Africa has sure had its fair share of problems from physical geography (landlocked countries will disease-susceptible tropical climates) to manmade challenges such as corruption. However, when you view Africa as a long-term investment, the combination of demography and development make Africa a promising buy.
- China is already in Africa
For the past decade, China’s investments in infrastructure like mines, farms, roads, ports and railways have been the big story. However, they have also invested in energy to increase Africa’s raw materials like food, oil, diamonds and uranium.
Now, Africa is both a partner and rival to Chinese manufacturing of clothes, toys and electronics. Yes, right now Africans have to wait and see how much they will be affected by China’s economic slowdown. Most of the attention is focused on low commodity prices and possibly damaging capital flight.
- Western countries are absent
In ways of both governmental aid and private investment, the United States and European countries have been pretty minimal. Right now, western governments are cash strapped and have turned from public sector aid to more private sector investment as their global developmental strategy.

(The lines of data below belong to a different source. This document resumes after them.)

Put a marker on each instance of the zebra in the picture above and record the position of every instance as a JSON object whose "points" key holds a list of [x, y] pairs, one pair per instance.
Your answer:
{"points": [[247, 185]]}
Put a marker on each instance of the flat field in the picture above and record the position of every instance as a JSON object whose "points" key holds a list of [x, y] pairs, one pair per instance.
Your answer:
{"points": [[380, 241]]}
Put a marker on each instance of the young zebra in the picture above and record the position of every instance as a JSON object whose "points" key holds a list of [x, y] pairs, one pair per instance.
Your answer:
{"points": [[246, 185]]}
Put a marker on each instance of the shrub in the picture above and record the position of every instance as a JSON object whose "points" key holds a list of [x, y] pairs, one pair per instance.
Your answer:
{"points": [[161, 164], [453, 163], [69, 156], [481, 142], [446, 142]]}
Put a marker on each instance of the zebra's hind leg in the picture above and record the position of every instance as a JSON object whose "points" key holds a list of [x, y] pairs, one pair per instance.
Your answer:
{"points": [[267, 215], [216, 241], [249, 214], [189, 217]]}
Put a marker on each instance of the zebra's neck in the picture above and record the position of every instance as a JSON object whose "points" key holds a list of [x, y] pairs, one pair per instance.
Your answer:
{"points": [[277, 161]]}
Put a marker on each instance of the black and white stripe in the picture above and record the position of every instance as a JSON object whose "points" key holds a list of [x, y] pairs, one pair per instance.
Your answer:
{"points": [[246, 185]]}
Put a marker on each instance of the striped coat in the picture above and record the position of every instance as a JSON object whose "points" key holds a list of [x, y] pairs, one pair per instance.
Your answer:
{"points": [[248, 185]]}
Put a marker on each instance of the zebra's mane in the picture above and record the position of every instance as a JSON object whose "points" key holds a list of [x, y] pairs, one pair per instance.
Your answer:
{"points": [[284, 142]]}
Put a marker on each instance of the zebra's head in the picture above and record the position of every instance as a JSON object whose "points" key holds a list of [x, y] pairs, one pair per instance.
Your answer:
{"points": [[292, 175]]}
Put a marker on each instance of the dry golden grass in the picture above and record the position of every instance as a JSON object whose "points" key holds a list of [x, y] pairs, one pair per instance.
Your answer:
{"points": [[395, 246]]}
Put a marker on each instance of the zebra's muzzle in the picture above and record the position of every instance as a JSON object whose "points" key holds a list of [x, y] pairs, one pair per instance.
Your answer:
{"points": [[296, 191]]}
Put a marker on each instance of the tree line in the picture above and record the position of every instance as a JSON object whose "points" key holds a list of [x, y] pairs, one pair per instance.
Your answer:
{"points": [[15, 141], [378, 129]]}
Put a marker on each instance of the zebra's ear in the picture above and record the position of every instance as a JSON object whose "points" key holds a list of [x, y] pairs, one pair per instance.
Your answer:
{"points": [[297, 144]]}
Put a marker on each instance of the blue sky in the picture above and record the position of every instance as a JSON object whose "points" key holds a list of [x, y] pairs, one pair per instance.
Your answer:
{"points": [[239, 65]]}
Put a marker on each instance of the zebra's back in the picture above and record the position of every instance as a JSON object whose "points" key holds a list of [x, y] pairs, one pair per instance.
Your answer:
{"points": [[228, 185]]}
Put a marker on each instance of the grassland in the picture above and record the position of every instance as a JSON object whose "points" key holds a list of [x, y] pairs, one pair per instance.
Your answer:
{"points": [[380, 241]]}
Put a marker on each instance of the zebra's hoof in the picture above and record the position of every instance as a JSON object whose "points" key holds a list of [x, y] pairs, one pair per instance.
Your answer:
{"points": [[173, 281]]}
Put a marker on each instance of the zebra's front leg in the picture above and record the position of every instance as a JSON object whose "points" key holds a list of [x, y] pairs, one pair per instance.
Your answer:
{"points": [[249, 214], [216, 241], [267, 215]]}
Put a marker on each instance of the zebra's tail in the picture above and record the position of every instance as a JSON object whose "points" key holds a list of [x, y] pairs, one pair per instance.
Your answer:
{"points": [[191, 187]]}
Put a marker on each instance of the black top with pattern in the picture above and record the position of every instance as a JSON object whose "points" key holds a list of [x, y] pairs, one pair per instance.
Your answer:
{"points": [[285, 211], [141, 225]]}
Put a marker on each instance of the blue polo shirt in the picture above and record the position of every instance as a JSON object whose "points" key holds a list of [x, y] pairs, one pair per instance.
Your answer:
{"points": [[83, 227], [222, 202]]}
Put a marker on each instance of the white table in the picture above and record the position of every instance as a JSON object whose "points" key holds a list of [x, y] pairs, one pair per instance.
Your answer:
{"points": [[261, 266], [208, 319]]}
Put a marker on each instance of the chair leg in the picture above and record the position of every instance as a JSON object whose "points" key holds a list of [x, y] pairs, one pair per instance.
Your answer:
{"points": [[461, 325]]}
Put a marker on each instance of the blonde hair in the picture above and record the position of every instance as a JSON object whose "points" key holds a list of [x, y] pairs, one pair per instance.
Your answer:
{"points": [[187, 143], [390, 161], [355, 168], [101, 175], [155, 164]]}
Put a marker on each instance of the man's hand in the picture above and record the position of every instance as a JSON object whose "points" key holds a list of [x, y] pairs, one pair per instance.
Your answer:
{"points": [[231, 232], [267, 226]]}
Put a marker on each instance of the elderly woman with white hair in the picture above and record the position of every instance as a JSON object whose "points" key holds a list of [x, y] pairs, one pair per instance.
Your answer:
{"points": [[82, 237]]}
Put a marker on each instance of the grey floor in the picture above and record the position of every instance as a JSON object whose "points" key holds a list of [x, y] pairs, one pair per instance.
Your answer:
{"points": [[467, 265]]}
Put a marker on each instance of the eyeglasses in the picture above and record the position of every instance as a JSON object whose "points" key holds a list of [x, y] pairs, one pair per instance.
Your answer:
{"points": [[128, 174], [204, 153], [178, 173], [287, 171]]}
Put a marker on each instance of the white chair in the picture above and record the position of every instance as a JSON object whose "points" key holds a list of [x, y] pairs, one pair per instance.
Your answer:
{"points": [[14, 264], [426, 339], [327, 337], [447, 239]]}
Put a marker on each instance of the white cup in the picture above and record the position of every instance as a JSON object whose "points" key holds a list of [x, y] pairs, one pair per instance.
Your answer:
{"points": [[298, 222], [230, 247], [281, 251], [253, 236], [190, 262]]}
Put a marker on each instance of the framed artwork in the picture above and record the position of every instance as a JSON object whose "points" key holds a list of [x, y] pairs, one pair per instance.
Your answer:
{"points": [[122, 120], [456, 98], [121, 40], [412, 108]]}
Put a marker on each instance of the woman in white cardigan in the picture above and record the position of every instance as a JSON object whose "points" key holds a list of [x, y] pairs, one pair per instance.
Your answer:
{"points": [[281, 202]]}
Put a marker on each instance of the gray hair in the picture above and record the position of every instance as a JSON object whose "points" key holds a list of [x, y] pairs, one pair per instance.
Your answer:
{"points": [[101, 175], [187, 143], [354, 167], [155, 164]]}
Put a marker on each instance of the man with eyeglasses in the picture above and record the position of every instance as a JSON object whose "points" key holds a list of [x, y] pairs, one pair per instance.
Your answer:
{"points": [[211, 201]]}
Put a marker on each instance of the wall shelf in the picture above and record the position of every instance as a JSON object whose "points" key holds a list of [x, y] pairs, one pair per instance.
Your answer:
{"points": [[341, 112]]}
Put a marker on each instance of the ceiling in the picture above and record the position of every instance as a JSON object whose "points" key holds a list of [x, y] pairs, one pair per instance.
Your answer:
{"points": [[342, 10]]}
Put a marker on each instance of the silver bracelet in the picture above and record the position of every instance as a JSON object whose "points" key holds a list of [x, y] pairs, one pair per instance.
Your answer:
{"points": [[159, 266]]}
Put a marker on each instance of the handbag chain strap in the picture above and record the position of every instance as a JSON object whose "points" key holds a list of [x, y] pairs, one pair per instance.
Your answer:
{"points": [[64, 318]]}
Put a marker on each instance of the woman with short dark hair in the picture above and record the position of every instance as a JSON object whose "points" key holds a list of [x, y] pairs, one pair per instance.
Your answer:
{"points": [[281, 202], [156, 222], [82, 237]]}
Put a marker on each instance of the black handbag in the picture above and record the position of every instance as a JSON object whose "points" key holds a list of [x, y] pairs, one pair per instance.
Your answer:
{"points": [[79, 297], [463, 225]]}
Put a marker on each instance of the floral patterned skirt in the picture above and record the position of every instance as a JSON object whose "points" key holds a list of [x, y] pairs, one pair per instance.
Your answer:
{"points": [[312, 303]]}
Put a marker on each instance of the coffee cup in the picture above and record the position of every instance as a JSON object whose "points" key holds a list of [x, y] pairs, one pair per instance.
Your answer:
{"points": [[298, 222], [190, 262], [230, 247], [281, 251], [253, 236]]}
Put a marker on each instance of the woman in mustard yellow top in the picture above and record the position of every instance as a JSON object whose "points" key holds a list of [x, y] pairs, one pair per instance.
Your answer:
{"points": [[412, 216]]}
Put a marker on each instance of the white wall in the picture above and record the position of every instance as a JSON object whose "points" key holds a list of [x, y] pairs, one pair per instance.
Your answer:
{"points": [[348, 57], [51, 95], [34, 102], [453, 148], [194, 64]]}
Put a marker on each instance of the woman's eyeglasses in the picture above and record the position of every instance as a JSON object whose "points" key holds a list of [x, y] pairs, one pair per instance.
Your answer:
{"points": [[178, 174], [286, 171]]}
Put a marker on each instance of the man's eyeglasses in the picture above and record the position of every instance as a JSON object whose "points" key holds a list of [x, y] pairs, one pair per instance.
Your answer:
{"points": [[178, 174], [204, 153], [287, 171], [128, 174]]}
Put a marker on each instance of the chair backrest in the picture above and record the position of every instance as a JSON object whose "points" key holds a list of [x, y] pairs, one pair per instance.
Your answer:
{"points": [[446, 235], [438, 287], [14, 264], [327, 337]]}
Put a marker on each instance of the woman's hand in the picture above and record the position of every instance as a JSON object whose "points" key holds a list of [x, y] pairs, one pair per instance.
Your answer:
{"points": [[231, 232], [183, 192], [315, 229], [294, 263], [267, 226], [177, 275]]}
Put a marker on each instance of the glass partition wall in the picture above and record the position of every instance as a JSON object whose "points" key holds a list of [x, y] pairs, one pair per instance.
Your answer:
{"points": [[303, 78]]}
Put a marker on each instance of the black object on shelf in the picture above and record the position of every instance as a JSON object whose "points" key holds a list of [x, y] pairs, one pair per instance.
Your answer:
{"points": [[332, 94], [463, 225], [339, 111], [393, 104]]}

However, this has not been working out well because the private sector is often deterred by the high risks involved in investing in Africa.
So, when you put these three factors altogether, it does look like the perfect time for American businesses to consider Africa for long-term growth possibilities. In the next 100 years, the consuming middle class African will be a huge driver of economic activity.
In major cities in big countries, the middle class demand is already very real. With better infrastructure, more efficiency, less corruption and more urbanization, investing in Africa will become the new source of wealth.